Why is $\zeta(s)=\lim_{x\to\infty}\left(\sum_{n\leqslant x} \frac{1}{n^s}-\frac{x^{1-s}}{1-s}\right)$ for $0<s<1$?

I am currently reading the book Introduction to Algebraic Number Theory by Apostol. To introduce some important asymptotic formulas, Apostol gives a rough definition of the Riemann zeta function (for $s\in\mathbb{R}^+$),

$$\begin{equation}\zeta(s)=\begin{cases} \sum_{n}n^{-s}, &s>1\\ \lim_{x\to\infty}\left(\sum_{n\leqslant x} \frac{1}{n^s}-\frac{x^{1-s}}{1-s}\right), &0<s<1 \end{cases}\end{equation}$$

The second part really confused me. How could we approach this limit? If we see $\zeta$ as an analytic continuation of $\sum_{n}\frac{1}{n^s}$, it should be written as $$\zeta(s)=\frac{1}{\Gamma(s)}\int_0^\infty \frac{x^{s-1}}{e^x-1} dx$$ This formula can be easily derived from $\Gamma(s)=\int_0^\infty x^{s-1}e^{-x}dx$ by substituting $x=nu$ (which was exactly what Riemann did in his paper). However, I don't see the connection between this formula and the limit form for $0<s<1$. I am really new to this function so maybe this is a dumb question. But please point it out why we can write $\zeta(s)$ in the limit form for real $0<s<1$.

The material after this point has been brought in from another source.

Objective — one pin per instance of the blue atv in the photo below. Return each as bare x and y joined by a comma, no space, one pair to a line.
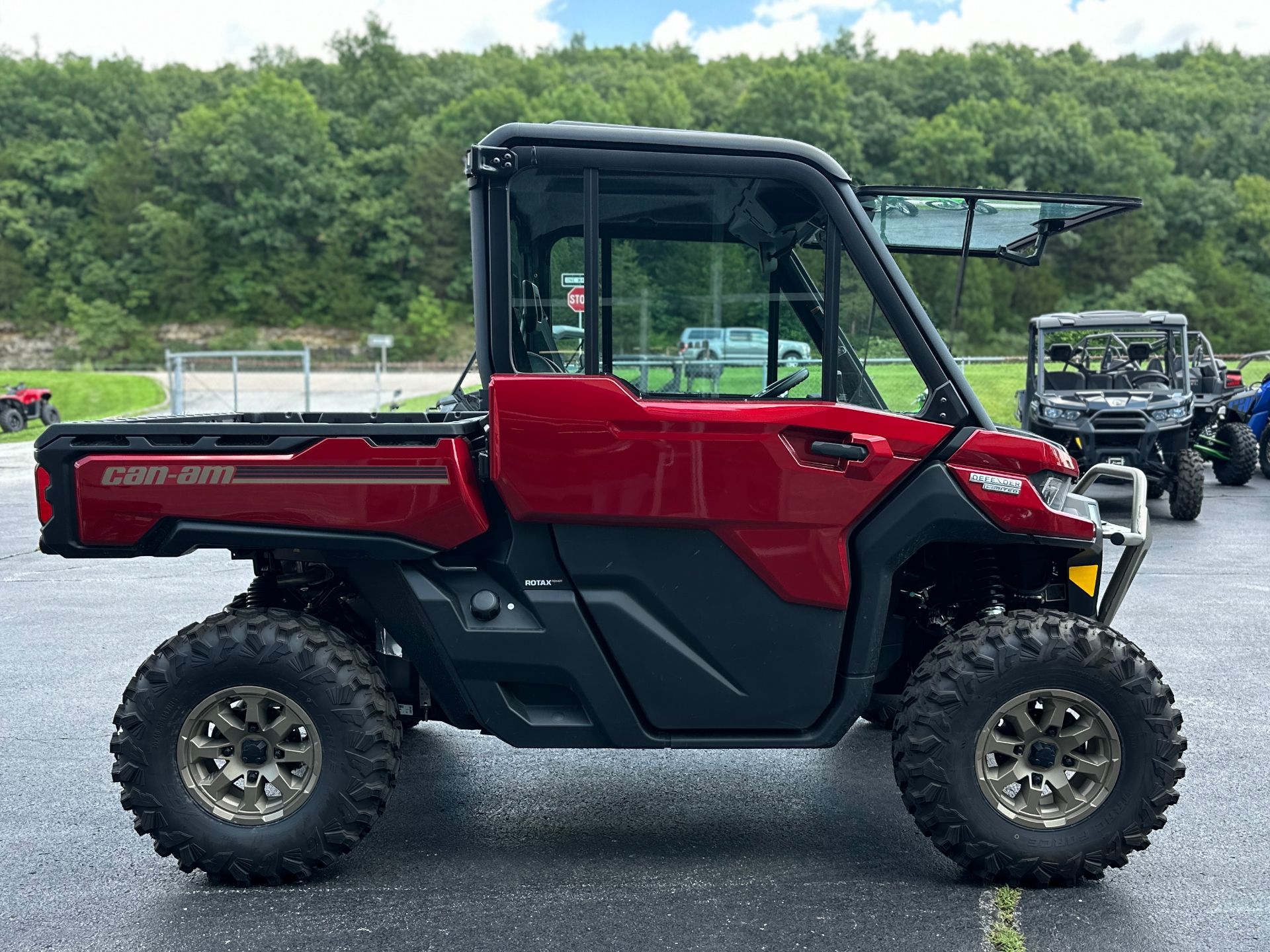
1251,407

Also, historically, is the limit form derived from the formal or the converse?


Thanks in advance, any help will be appreciated.


For an elementary approach, you want to show that the limit is indeed analytic in $s$ (uniform limit of analytic functions) in an open subset of $D=\{s:\Re(s)>0\land s\ne1\}$. For $\Re(s)>1$ this is fairly trivial since $x^{1-s}\to0$. For $0<\Re(s)\le1$, a full asymptotic expansion makes this more obvious, but it suffices to simply bound the error between the given sum and

$$\int_0^x\frac{\mathrm dt}{t^s}=\frac{x^{1-s}}{1-s}\tag{$0<\Re(s)\le1,s\ne1$}$$

using something such as Taylor expansions.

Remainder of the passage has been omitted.